I had a pot of water on the boil (yes, I know – I’m so orjanized!) Look at that beautiful buckwheat pasta falling into the pot. OMG! It’s a thing of beauty! I was feeling pretty excited by this stage. This might really work! It wasn’t falling apart…. Pull a piece out and get my expert pasta-eater (Abi) to do the al dente test.
I get the nod. It really didn’t take long to cook. I didn’t time it, but I reckon just a couple of minutes.
Now here’s the cheat bit. I didn’t make the pasta sauce. Nah. I just grabbed one at the supermarket and chugged it over the top of the hot pasta. Hey! I made the pasta! And within a few minutes, the kids and Daz were mouths full of al dente buckwheat pasta and giving me a big pasta thumbs up! Yippee! Winner, winner! Pasta grinner! 😉
“But what did you do with the remaining pasta dough?” I hear you ask. Thanks for asking. I didn’t throw it out. No way! All will be reveal in my next blog. Recipe for the pasta is below. Happy pasta-ering! And tweet peeps!!
Birdseed Buckwheat Pasta
2½ cups freshly ground buckwheat flour (trust me – freshly ground is the ONLY way to go)
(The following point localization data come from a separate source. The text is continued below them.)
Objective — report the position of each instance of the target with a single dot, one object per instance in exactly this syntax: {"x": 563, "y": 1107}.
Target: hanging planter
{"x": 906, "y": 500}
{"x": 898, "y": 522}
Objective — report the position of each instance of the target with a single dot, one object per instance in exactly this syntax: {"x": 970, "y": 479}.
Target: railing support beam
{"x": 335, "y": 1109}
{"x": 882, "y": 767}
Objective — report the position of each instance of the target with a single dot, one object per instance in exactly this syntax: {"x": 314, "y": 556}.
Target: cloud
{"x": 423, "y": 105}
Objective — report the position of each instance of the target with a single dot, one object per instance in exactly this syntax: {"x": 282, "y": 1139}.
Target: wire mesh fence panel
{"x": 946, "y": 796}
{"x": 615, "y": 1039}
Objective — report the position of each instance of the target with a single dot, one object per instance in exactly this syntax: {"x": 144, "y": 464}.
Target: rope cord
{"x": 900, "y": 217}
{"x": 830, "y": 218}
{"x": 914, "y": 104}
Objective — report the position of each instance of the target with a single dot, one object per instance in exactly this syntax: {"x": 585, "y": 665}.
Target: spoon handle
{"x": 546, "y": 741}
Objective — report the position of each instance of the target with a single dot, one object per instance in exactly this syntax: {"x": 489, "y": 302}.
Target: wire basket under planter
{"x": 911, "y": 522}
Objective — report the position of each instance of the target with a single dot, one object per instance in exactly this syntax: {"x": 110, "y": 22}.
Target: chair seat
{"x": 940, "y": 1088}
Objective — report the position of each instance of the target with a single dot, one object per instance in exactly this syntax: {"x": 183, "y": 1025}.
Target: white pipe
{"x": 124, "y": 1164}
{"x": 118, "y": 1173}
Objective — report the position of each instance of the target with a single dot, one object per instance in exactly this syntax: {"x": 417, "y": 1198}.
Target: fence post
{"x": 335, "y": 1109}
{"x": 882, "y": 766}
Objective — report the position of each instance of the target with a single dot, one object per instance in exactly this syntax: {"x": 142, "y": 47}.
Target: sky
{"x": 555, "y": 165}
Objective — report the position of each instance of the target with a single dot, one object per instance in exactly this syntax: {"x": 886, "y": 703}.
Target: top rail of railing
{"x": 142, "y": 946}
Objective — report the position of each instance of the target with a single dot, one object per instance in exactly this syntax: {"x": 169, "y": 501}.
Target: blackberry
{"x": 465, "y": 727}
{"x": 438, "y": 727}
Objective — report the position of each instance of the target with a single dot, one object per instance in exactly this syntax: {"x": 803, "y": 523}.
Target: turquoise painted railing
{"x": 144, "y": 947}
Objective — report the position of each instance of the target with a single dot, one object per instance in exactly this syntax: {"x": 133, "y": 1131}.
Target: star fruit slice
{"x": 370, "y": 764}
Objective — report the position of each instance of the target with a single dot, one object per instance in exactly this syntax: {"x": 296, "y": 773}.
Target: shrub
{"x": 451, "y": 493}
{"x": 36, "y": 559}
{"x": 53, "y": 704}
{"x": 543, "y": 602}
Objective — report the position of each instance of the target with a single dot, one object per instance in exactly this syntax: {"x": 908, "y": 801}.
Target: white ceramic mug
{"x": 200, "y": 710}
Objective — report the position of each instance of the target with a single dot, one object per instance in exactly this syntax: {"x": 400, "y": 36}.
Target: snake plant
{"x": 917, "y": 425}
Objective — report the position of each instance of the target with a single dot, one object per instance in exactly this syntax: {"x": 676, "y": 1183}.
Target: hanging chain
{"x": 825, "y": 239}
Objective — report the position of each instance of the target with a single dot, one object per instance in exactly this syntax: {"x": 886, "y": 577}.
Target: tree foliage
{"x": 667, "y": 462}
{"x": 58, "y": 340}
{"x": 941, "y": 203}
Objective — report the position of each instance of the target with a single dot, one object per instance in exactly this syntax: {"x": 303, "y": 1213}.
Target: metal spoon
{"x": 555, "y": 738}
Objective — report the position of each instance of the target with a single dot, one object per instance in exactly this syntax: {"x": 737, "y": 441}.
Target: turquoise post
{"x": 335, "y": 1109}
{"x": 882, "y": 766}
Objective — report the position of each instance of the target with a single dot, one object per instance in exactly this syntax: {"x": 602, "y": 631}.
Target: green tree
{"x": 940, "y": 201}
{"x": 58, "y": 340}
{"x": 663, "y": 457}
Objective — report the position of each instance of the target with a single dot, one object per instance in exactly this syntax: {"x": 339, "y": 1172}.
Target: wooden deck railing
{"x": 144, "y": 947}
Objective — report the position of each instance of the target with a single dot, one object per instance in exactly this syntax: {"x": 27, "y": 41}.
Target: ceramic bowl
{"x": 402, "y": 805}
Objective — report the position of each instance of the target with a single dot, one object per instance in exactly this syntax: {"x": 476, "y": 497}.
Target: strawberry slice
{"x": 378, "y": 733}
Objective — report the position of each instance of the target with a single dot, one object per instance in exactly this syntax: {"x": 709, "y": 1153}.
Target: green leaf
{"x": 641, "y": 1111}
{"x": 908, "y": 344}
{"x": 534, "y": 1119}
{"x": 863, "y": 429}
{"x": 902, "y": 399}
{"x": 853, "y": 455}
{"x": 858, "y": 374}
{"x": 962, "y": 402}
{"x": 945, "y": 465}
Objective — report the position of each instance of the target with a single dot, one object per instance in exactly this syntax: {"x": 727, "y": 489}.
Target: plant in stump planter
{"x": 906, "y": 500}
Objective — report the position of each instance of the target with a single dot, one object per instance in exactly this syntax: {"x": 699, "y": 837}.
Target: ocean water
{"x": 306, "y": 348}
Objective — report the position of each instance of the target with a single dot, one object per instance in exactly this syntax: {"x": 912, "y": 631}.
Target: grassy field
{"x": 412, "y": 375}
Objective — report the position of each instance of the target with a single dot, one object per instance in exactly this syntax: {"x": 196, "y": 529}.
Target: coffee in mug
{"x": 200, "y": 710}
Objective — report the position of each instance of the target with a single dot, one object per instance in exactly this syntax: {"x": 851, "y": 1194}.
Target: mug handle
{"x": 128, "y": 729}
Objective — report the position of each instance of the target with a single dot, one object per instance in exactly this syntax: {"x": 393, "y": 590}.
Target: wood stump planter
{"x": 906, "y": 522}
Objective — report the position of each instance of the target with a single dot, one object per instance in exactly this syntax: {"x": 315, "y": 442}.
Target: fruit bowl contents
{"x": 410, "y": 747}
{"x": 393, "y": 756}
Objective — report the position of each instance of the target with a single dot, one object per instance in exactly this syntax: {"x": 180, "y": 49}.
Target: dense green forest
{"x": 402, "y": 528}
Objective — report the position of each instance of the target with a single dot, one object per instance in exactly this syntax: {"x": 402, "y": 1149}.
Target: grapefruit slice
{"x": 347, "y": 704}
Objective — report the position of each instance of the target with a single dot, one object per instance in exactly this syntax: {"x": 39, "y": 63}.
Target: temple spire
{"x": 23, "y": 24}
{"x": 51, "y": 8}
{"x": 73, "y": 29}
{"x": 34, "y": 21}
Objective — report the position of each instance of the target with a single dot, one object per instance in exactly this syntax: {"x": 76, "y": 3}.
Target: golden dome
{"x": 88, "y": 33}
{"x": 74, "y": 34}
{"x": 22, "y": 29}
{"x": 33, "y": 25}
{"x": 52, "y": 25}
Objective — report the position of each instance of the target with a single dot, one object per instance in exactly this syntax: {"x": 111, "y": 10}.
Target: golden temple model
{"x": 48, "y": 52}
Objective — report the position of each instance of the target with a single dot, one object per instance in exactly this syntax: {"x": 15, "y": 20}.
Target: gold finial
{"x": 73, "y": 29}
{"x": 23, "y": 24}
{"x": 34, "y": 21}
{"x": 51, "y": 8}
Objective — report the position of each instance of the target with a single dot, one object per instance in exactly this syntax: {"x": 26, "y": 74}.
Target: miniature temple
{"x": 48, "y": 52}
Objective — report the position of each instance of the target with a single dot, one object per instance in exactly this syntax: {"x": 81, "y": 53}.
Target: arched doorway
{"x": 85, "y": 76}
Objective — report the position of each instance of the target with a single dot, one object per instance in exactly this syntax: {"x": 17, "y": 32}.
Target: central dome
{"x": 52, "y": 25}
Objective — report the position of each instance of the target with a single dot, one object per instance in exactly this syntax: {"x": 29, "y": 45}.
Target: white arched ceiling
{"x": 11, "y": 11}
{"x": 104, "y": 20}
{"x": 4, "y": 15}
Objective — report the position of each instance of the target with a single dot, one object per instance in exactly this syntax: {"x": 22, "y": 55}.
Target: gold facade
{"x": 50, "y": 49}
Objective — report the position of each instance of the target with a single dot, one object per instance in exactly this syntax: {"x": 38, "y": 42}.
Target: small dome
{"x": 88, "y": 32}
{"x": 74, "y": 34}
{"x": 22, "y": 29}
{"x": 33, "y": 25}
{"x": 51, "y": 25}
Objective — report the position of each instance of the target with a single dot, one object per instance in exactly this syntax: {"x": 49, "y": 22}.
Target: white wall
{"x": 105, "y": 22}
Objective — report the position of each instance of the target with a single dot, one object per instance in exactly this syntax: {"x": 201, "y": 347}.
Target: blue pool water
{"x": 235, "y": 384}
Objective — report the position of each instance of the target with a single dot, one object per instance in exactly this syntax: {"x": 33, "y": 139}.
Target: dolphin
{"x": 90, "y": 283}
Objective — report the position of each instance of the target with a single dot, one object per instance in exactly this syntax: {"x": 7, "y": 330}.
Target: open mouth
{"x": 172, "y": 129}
½ cup glutinous rice flour (I use Erawan’s Brand – you can buy it at Woolies or Coles. It’s the one with the green writing
PLUS: ½ to ¾ cup of the buckwheat/glutinous flour blend for flouring the dough
½ tsp salt
4 – 5 eggs (depending on the size of your eggs)
Big pot of salted boiling water with a good splash of olive oil
Mix the buckwheat flour, glutinous rice flour and salt together. Make a well in the middle of flours and add the eggs. Pulling the flour into the eggs, work it together until it forms a smooth and not too sticky dough. If it’s a bit sticky, sprinkle with a little flour. If it’s a bit dry, you might need to add a little more egg. Give it a lovely knead and shape into a smooth ball. Wrap in plastic wrap or a damp cloth and set aside while you set up the pasta machine. Now you DON’T have to use a pasta machine, and in some ways it’s easier if you don’t. You can easily roll out the pasta on a plastic pastry sheet or plastic wrap. Try to get it pretty thin. Once it’s rolled out – this is where you need to take charge. There are probably a gazillion different ways to cut, shape, roll pasta. The choice is yours. You will need flour the cut dough to stop the cut pasta from sticking together.
Make sure your water is at a rolling boil before you drop the pasta in. Usually fresh pasta doesn’t take very long to reach al dente – a few minutes at most. But if your pasta is quite thick or you’ve folded the pasta to join seams – it might take a little longer. Taste testing is the best way to determine doneness.
Top with your favourite sauce and Buon Appetito!